There were a lot of instances where code comments were of no use or didn't add extra information. For example, one method contained a lot of retrievals from a database along with ambiguous looping constructs. Each part of the method contained a comment explain what the next section of code would do. The reason I don't like this firstly comments are deodorant on 'smelly' code. That comment is probably there because the code is not clear enough to be understood. Secondly comments are brittle. If I changed that section of code, then I have to remember to change the comments, another piece of maintenance.

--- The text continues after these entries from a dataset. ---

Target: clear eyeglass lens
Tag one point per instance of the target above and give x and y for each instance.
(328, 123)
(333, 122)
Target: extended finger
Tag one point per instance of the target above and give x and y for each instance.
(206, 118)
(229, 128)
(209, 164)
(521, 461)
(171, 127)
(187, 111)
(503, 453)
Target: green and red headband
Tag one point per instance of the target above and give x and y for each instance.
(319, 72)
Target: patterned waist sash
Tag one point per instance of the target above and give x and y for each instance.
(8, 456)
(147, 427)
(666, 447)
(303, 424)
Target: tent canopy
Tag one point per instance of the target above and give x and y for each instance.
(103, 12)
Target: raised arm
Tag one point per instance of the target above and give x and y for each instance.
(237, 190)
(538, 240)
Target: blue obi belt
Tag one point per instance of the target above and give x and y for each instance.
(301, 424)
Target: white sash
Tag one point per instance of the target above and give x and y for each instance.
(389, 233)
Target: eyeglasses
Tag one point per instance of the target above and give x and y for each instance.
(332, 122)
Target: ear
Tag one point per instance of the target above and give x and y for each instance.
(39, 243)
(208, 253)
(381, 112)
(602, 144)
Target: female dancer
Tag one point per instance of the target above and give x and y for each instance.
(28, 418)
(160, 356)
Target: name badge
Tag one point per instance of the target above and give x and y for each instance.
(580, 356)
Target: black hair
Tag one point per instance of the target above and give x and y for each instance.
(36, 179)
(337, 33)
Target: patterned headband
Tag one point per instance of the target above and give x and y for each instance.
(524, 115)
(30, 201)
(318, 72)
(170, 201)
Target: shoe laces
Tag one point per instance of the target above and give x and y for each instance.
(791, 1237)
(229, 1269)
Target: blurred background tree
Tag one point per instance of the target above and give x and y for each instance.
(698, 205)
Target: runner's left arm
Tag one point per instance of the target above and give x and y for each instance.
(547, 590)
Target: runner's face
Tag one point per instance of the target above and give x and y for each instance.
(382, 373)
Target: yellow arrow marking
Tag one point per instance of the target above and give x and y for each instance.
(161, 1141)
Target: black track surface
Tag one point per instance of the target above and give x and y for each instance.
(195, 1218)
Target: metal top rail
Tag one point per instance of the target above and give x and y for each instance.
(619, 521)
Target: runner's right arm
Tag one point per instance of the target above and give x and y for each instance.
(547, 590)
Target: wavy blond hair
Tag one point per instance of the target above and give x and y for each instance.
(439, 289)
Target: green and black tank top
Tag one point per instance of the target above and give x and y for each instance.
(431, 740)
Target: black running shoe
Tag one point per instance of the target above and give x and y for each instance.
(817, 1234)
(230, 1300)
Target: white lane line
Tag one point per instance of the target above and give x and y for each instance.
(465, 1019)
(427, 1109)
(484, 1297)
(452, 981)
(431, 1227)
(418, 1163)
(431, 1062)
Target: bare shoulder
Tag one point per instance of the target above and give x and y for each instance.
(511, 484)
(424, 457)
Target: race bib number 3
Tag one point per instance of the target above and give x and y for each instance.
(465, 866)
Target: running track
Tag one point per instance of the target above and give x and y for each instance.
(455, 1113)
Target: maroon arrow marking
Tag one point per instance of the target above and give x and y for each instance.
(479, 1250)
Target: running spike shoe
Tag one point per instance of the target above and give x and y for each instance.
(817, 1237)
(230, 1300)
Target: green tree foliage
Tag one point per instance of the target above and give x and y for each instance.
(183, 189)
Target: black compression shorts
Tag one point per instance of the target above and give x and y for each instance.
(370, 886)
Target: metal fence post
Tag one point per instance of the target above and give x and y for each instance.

I am a proponent of 'Programming by Intention'. This is a programming style where you give meaningful names to methods, variables, classes etc so that the intent of the object in question is clear. Dave Astel gives an excellent overview here: http://www.informit.com/articles/article.aspx?p=357688

In the case of the Handler class, the method was essentially doing three things:

Obtaining a customer ID
Obtaining an billing ID
Obtaining other parameters from a database and checking to see if those parameters had values.

This resulted in a method of 200+ lines. The clarity or intention of the method has been lost. To regain the intention of this method, the method should be functionally decomposed into smaller methods.

i.e.

Now the intention of this method is clearer. The code becomes self-describing and there is not need for extraneous comments.

'Programming by Intention' is not used to declare all commenting is bad, just that commenting must not duplicate a purpose. If the code is clear then commenting what the code does is unneeded. However comments may still be needed. You could draw attention to a particular algorithm being used i.e MergeSort or that the code fixes a particular defect. When the comment has value it should be included, if not it should be discarded.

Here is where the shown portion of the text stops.